Ongoing efforts to deconstruct the chemistry of the most pristine asteroid sample ever to grace a laboratory has now revealed a trove of organic molecules, lending evidence to theories that suggest biology has its roots ultimately in space.
It's been more than two years since material from the surface of the asteroid Ryugu was transported to Earth in an air-tight capsule. Since then, researchers from around the world have worked together to study its composition in order to better understand how it fits in with the evolution of our Solar System.
These latest results confirm links between the carbon-based compounds found on stony 'chondrite' meteorites that have crashed to Earth's surface, and the chemistry of the asteroids they came from.
By looking at the similarities and differences between the Ryugu samples and carbonaceous chondrite meteorites on Earth, scientists can take a fresh look at meteorites in our collections. In other words, actual asteroid samples are useful in confirming hypotheses made from the bits of them arrive on our planet's surface after a brief baking through the atmosphere.
"Previous analyses have revealed organic molecules within carbonaceous chondrites, but until now, we haven't been able to see whether or not these primitive projectiles differ from what's found on asteroids," says cosmochemist Larry Nittler, formerly from the Carnegie Institution of Washington and now with Arizona State University.
"Our work on the Ryugu samples provides the first direct link between the organic material found in chondrites and that from asteroids."
Often called the building blocks of life because of the role they play in sparking life into existence, the newly identified molecules include several types of amino acids that combine to make the proteins that organisms rely on to exist.
In total, around 20,000 organic molecules were identified in just 5 grams (0.18 ounces) of material. These include organic compounds such as carboxylic acids, amines, and aromatic hydrocarbons; compounds that are closely related to a wide variety of molecules critical throughout the living world.

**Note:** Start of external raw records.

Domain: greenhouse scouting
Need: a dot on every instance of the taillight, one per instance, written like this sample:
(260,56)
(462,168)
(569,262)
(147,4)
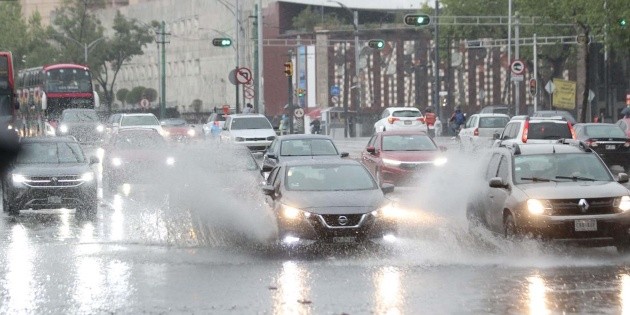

The findings support the idea that ingredients necessary for the generation of life came to our planet in an already complex form through collisions with asteroids. Just how this organic dust may have combined into some kind of replicating chemistry remains an area of debate, but knowing space provides the right conditions for the genesis of so many relevant compounds gives scientists a good start for experimentation.
As these asteroids are essentially the leftovers from when the Solar System formed some 4.5 billion years ago, they can also teach us a lot about the earliest moments of our planet's creation.
Through certain chemical markers – including the amount of water present – scientists can attempt to identify when and where Ryugu was formed, giving us a snapshot of conditions at a certain point in the development of the Solar System.
"At least some of the organic matter in Ryugu samples predates the Sun's formation and was formed in extremely cold conditions," says geochemist George Cody, from the Carnegie Institution for Science in Washington, DC.
These new studies show the benefit of probes that collect material from asteroids, like the Hayabusa2 craft that extracted rock from Ryugu. Unlike meteorite samples, this dust and rock has not been affected by any weathering as it sits exposed to the soil, water, and air.
What's more, trying to analyze an asteroid up in space is tricky as well – not least as they're moving so fast and reflect little light, limiting the readings that instruments can get. In the lab, much more time and attention can be given to extracting data from these materials.
"In the past, our research has been limited to studying space rocks that came to us by crashing on Earth," says Cody.
"With Hayabusa2, we were finally able to go out to a carbon-rich asteroid and see how it compares to the meteorites that reach Earth."